Monday, Aug. 30, 1948

The Smoke That Satisfies

Panting and wheezing, the concierge climbed to the sixth floor of the grey building at 53 Quai d'Orsay, overlooking the same stretch of the summery Seine as the nearby French Foreign Office. A 64-year-old World War I veteran, Louis-Christophe Gaillard was a vacation substitute for the regular concierge at the Hotel du Tabac (so called because it used to house the French state tobacco monopoly). He shuffled into the main conference room, where a council meeting of the Organization for European Economic Cooperation had just ended. Gaillard moved around the green-clothed table, carefully collecting cigarette butts from the overbrimming ashtrays.

"Remarkable symbolism, that," observed Alexandre Verdelis, Greek delegate to OEEC, who watched Gaillard. "He collects fragments of English 'Players,' French 'Gauloises,' American 'Chesterfields,' sweet Turkish and powdery Belgian cigarettes. He puts them all together and rolls a smoke that is undoubtedly harmonious."

The men who day after day sat smoking and talking around the green table were trying hard to blend their differences. Despite serious remaining obstacles, they had achieved more harmony than anyone had had reason to hope. They were talking resources and money and credits and export balances. What that talk added up to was the slowly growing life of Western Union.

What the Wise Men Said. Last month, EGA Administrator Paul G. Hoffman declared that OEEC must take on the job of whacking up U.S. aid among the various Marshall Plan countries. So a four-man committee (Britain, France, The Netherlands, Italy) locked itself in a solitary villa near Paris, to make suggestions about how the $4,875,000,000 for ECA's first year should be divided.

Last week, the "four wise men" (as they were dubbed) submitted their suggestions to OEEC's full council. The biggest slice was to go to Britain (more than one and a quarter billion dollars); next was France (about $1 billion) ; Italy (about $600 million). Most of the beneficiaries felt that the portions had been fairly worked out. Most troublesome dissenters were the Greeks (down for a reported $150 million) and the U.S. representatives of Western Germany (down for $350 million).

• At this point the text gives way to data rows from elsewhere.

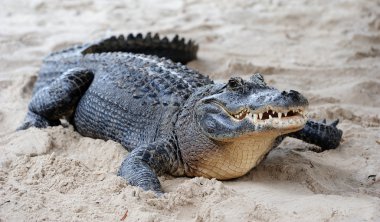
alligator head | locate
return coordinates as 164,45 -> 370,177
178,74 -> 308,179
196,74 -> 308,141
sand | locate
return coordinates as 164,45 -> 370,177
0,0 -> 380,222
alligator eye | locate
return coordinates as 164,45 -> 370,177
228,78 -> 242,89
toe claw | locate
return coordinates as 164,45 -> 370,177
330,119 -> 339,126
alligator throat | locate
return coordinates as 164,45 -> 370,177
190,134 -> 275,180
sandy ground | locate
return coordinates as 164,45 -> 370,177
0,0 -> 380,222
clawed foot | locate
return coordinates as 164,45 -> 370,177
16,112 -> 61,131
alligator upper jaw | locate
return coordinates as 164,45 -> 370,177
225,106 -> 307,131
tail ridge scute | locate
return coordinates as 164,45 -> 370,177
81,32 -> 198,64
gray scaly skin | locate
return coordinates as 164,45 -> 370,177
19,34 -> 342,194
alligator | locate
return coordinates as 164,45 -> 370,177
18,33 -> 342,195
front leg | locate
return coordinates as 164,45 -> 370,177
17,68 -> 94,130
287,120 -> 343,151
118,139 -> 182,195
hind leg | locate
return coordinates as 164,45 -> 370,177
17,68 -> 94,130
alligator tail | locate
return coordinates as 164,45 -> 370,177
81,33 -> 198,64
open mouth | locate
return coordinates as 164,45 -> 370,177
229,107 -> 306,124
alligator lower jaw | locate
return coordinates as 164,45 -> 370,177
230,107 -> 307,132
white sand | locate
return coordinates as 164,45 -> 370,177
0,0 -> 380,222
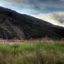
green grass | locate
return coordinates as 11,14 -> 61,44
0,40 -> 64,64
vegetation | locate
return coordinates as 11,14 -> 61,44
0,40 -> 64,64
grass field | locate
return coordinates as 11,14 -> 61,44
0,40 -> 64,64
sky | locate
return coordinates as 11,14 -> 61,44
0,0 -> 64,26
0,0 -> 64,15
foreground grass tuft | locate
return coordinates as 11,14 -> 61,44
0,40 -> 64,64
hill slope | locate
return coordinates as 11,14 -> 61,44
0,7 -> 64,39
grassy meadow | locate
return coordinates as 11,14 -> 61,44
0,40 -> 64,64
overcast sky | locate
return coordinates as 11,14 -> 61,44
0,0 -> 64,14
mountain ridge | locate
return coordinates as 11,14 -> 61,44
0,7 -> 64,39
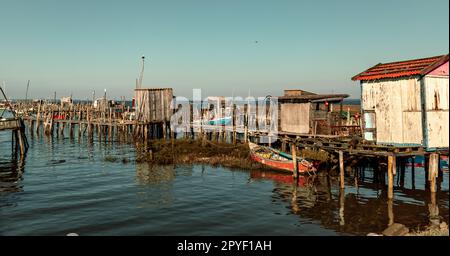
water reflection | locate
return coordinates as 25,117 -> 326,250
136,163 -> 175,208
0,158 -> 25,193
136,163 -> 175,185
251,168 -> 449,235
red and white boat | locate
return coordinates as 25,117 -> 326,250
248,142 -> 316,173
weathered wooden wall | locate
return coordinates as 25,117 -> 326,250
134,88 -> 173,123
361,78 -> 422,145
423,76 -> 449,148
280,103 -> 311,134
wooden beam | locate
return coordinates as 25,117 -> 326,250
339,150 -> 345,189
388,155 -> 395,199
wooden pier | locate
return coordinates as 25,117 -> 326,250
9,92 -> 448,204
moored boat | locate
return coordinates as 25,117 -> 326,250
249,142 -> 316,173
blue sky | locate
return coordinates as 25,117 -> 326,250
0,0 -> 449,99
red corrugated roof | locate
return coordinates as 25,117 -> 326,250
352,54 -> 448,81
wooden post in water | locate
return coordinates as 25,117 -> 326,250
339,150 -> 345,189
339,188 -> 345,226
291,143 -> 298,180
428,153 -> 439,193
388,155 -> 395,199
388,198 -> 394,226
411,156 -> 416,189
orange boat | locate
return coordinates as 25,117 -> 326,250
248,142 -> 316,173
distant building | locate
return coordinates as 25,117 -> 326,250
278,90 -> 349,135
61,97 -> 73,106
352,54 -> 449,151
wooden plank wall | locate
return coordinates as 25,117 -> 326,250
424,76 -> 449,148
361,78 -> 422,145
135,88 -> 173,123
280,103 -> 311,134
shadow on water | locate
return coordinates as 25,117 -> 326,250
250,163 -> 449,235
136,163 -> 175,208
0,157 -> 25,196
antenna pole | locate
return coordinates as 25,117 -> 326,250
25,80 -> 30,102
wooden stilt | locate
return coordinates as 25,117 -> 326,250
387,198 -> 394,226
339,150 -> 345,189
291,144 -> 298,179
428,153 -> 439,193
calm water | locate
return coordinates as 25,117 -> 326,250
0,132 -> 449,235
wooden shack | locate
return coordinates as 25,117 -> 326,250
352,54 -> 449,151
278,90 -> 349,135
134,88 -> 173,124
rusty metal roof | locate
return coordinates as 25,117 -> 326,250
352,54 -> 449,81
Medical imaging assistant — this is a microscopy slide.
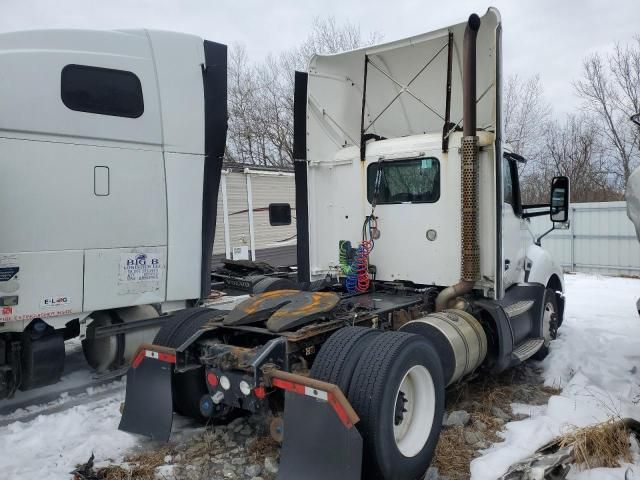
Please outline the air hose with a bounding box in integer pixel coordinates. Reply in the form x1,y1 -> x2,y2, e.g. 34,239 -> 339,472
339,161 -> 382,293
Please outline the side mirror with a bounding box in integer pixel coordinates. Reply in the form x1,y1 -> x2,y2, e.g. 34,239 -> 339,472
269,203 -> 291,227
550,177 -> 570,223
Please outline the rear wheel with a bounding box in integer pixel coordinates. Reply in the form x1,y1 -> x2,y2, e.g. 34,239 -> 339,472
310,327 -> 382,395
153,308 -> 223,420
532,288 -> 559,360
348,332 -> 444,480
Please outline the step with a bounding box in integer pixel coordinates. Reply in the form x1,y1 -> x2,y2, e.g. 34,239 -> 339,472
502,300 -> 533,318
513,338 -> 544,362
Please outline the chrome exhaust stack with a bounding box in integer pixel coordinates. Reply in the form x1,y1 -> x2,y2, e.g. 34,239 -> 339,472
436,13 -> 480,312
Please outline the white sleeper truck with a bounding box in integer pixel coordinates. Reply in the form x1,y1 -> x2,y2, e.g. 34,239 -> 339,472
0,30 -> 227,398
120,9 -> 569,480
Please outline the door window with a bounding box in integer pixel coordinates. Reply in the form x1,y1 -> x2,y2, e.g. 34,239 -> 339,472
502,158 -> 521,215
367,157 -> 440,205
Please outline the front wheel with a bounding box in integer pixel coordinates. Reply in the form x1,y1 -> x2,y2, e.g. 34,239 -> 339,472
348,332 -> 444,480
532,288 -> 559,360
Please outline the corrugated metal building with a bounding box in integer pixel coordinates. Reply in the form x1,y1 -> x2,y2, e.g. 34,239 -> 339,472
213,165 -> 296,266
531,202 -> 640,275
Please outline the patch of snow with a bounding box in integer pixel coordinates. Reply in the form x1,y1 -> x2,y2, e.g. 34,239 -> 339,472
471,274 -> 640,480
0,392 -> 138,480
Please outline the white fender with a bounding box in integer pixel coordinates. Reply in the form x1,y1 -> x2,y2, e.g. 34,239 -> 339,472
526,245 -> 564,292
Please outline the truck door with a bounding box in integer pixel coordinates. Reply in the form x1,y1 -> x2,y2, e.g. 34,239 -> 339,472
502,158 -> 527,288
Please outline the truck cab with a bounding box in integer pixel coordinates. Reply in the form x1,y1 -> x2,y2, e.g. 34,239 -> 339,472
296,9 -> 563,300
0,30 -> 226,398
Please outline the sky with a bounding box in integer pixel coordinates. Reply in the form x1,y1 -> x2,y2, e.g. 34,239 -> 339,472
0,0 -> 640,114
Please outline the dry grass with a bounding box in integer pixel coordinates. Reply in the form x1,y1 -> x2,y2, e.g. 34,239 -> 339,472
431,427 -> 474,480
558,419 -> 633,468
432,367 -> 560,480
247,436 -> 280,462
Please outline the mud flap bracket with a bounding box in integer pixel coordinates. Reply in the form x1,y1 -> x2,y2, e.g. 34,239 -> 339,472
118,344 -> 176,442
271,371 -> 362,480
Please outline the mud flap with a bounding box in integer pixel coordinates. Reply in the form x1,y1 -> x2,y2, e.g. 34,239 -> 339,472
118,345 -> 175,442
273,372 -> 362,480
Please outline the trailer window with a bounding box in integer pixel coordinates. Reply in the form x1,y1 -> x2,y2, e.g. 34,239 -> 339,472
61,65 -> 144,118
367,157 -> 440,204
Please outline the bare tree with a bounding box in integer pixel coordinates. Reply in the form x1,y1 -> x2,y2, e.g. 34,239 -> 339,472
523,114 -> 621,202
503,75 -> 551,203
504,75 -> 551,165
574,36 -> 640,187
227,17 -> 381,167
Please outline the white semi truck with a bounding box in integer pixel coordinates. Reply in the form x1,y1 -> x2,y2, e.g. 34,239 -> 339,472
120,9 -> 569,480
0,30 -> 227,398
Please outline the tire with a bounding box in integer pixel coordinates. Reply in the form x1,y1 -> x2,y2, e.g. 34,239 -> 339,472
531,288 -> 559,360
153,308 -> 223,421
348,332 -> 444,480
310,327 -> 382,395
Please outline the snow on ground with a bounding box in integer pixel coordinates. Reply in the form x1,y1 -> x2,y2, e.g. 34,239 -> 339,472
0,390 -> 138,480
471,274 -> 640,480
0,275 -> 640,480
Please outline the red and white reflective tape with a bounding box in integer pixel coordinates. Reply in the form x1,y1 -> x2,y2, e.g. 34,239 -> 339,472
131,349 -> 176,368
271,378 -> 353,428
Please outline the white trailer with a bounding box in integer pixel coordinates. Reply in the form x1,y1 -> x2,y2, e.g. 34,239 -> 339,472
213,163 -> 296,266
0,30 -> 226,398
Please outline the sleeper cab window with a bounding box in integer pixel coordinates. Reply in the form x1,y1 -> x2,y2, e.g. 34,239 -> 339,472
60,65 -> 144,118
367,157 -> 440,205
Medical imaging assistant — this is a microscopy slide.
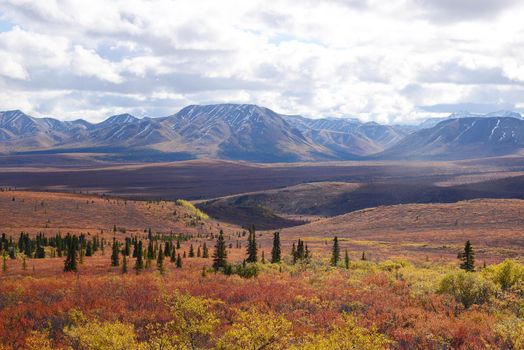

Ignoring the moral he had drawn from Gaillard's harmonious smoke, Greek Delegate Verdelis cried: "We have been most unfairly treated!"

Some gloomy reports from Paris last week said that European cooperation had been foiled and that the OEEC would have to ask Washington to slice the ECA pie. That, said one high OEEC official (an earnest Frenchman), was out of the question. "To admit to the Americans that we are incapable of dividing among ourselves the aid which they are giving to Europe would be an admission of European childishness--or decadence--which would make us all in this building very unhappy."

"It Is a Good Idea." So much for Europe's economic unity, without which Western Union must fail miserably. Last week also brought a step toward political unity which was equally important. At The Hague conference on Western Union (TIME, Aug. 2), France had proposed formation of a Western European parliament. The idea had been turned down as premature by Britain's Ernie Bevin and Belgium's Paul-Henri Spaak. But last week France's doughty Foreign Minister Robert Schuman again went to bat for it.

Ernie Bevin still remained chilly. But Paul-Henri Spaak weightily changed his mind, admitted "It is a good idea."

In the conference room at the Hotel du Tabac, old Gaillard completed his progress around the green table. Pointing at the treasure he had collected from the ashtrays, he shrugged. "It makes cigarettes," he said matter-of-factly. "Mind you, as cigarettes go, these leave a lot to be desired. But then, any cigarette is preferable to a bunch of megots [butts]."

It looked as though Western Europe's nations were getting around to that view too. The perfect, harmonious Western Union brand was very slow in the making. But at least there was some action and smoke in the air.